Enquanto discute com o PDT uma possível aliança para o governo do Rio, Aécio acompanha com atenção os movimentos em torno da possível candidatura do senador Lindberg Farias (PT-RJ) ao cargo de governador fluminense. Ele acredita que o PT "cozinhará" o senador até a última hora e que ele não sairá do partido, mesmo que não seja candidato. Especula-se que Lindberg possa ir para o PSB, de Eduardo Campos, caso o PT não abrace seu pleito. Se o PT aceitar comprar a briga de Lindberg e lançá-lo candidato, contra o pupilo do governador Sérgio Cabral, o vice-governador Luiz Fernando Pezão (PMDB), Aécio acredita que sua margem de manobra pode aumentar no Estado, devido à sua grande amizade com Cabral.

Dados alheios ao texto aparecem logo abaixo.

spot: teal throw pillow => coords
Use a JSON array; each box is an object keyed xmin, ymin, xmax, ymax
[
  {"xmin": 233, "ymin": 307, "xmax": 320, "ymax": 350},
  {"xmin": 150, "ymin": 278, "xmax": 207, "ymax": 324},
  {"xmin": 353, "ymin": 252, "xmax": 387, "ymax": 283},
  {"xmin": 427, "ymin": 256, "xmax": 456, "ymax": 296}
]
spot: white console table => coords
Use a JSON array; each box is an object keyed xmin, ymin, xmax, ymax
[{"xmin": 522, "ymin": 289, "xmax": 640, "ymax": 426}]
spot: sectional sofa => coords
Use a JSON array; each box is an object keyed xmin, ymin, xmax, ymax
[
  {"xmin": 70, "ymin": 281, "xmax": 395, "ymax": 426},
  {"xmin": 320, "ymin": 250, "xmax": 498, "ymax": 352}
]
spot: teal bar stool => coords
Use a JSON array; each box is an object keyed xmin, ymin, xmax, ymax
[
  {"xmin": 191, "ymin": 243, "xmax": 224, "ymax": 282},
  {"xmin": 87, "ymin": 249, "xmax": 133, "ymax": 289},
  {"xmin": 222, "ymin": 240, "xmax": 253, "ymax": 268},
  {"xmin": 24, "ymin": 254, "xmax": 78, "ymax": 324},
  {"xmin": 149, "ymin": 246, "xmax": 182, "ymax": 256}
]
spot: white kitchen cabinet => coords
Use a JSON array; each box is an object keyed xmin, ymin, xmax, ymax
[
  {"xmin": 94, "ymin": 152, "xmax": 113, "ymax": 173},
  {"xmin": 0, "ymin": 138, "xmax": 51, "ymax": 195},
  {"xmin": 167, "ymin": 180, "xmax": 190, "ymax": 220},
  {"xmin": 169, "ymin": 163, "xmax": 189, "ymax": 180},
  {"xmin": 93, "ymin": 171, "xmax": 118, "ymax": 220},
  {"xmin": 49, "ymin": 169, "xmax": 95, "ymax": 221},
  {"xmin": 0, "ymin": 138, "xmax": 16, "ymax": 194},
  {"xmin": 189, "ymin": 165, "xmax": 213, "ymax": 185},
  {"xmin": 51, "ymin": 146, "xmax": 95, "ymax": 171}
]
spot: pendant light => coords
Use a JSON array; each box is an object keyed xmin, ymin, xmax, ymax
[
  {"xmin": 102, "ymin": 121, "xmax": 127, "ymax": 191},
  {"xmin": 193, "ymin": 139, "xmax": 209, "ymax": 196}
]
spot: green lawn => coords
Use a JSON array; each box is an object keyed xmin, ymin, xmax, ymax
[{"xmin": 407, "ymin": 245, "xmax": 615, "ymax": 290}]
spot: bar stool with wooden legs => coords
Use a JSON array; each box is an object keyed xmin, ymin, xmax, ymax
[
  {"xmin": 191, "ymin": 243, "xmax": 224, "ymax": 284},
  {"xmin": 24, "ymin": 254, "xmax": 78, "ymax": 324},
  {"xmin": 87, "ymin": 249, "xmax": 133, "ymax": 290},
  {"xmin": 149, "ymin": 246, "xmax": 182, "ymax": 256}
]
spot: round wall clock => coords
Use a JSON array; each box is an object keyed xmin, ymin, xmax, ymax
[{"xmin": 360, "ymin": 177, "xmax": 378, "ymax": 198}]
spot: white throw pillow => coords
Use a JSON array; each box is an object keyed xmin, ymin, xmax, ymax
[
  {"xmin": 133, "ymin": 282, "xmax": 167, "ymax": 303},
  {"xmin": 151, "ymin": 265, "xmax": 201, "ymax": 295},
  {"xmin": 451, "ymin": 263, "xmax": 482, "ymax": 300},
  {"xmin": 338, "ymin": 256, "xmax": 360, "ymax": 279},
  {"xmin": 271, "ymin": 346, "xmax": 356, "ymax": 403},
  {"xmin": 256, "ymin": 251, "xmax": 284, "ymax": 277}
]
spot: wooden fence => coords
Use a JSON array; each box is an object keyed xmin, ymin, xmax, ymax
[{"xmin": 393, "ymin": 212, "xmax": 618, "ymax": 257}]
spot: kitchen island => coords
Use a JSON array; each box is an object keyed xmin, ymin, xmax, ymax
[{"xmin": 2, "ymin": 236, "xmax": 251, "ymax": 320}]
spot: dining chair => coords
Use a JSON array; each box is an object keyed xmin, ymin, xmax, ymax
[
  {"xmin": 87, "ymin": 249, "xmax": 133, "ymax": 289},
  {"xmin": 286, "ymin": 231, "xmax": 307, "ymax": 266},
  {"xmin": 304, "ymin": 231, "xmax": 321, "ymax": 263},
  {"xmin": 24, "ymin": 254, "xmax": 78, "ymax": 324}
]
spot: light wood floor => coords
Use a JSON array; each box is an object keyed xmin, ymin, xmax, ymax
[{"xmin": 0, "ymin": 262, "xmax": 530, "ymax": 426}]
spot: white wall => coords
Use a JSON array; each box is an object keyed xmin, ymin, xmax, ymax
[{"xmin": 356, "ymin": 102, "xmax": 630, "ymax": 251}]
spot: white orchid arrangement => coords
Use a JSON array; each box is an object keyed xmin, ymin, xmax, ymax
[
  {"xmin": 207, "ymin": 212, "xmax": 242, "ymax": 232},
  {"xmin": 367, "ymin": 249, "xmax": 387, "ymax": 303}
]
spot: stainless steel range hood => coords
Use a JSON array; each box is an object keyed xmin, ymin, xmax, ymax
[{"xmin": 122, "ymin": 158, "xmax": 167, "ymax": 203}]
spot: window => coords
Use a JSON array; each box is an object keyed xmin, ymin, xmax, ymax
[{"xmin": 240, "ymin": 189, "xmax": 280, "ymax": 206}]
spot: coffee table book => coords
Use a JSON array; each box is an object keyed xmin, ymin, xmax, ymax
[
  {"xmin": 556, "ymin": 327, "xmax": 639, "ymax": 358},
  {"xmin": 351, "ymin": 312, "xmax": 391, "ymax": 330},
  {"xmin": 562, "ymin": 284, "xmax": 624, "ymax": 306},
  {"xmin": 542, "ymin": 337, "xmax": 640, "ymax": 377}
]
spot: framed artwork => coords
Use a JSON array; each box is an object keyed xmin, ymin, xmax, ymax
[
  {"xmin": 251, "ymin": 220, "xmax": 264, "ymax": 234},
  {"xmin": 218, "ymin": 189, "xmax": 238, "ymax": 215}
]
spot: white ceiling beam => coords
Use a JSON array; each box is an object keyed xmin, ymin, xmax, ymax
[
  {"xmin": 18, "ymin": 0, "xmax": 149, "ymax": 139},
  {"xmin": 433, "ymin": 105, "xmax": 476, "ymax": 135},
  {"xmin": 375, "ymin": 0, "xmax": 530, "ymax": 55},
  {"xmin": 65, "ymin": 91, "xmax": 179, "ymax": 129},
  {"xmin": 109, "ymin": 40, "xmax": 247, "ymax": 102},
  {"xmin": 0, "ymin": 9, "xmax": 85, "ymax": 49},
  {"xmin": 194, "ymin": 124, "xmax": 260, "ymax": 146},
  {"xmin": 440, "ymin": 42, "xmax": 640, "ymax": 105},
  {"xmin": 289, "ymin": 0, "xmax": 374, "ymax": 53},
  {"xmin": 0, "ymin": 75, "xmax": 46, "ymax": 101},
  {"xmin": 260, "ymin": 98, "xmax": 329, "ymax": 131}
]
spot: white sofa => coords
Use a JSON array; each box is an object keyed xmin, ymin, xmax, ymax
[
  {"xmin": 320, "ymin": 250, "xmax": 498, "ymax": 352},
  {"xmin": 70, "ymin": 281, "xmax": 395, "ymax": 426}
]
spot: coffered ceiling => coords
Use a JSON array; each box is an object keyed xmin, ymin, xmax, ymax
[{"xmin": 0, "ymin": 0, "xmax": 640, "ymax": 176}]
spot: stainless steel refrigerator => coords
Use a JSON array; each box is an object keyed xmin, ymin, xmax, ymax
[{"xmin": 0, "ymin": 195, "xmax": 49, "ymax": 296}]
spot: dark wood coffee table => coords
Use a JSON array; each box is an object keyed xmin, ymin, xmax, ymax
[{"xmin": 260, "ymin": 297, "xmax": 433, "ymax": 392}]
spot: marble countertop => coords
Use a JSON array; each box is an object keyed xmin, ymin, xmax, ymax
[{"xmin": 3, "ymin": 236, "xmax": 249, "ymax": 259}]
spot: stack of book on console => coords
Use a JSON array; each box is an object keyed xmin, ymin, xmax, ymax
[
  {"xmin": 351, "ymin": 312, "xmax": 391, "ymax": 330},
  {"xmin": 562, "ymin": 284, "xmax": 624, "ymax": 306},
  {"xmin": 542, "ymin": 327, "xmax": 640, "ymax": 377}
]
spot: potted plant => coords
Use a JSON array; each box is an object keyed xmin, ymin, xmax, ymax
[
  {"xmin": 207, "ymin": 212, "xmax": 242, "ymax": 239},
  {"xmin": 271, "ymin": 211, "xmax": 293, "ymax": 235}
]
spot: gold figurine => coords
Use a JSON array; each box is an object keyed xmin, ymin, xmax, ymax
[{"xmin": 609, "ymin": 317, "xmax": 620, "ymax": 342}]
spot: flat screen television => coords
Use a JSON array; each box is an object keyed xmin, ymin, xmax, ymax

Quanto a Eduardo Campos, Aécio torce para que o governador pernambucano seja mesmo candidato. Ele acredita que, assim, Campos rache a base do governo federal e tire votos e apoios de Dilma, ajudando a levar a eleição para o segundo turno. Em síntese, ele não acredita que Campos represente séria ameaça de tirá-lo do segundo turno, mas que, certamente, pode ajudar a levá-lo até ele.
O ex-governador do Ceará Tasso Jereissati tem defendido dentro do PSDB a ideia de que Campos não levará os “votos do Nordeste” e que sua força é expressiva apenas em Pernambuco. Segundo sua tese, as rivalidades de baianos e cearenses com os pernambucanos, por exemplo, podem enfraquecer Campos nesses Estados mais populosos.
Com relação ao governador de São Paulo, Geraldo Alckmin, o senador mineiro diz a assessores próximos estar confiante em que terá seu total apoio à sua candidatura à Presidência. O aval de Alckmin, não externado publicamente até agora, pode vir da necessidade de o paulista ter um palanque presidencial forte para ajudar a alavancar sua candidatura à reeleição no Palácio dos Bandeirantes. Após a vitória de Fernando Haddad para a Prefeitura de São Paulo, a preocupação com a disputa pelo governo estadual no ano que vem aumentou dentro do PSDB paulista.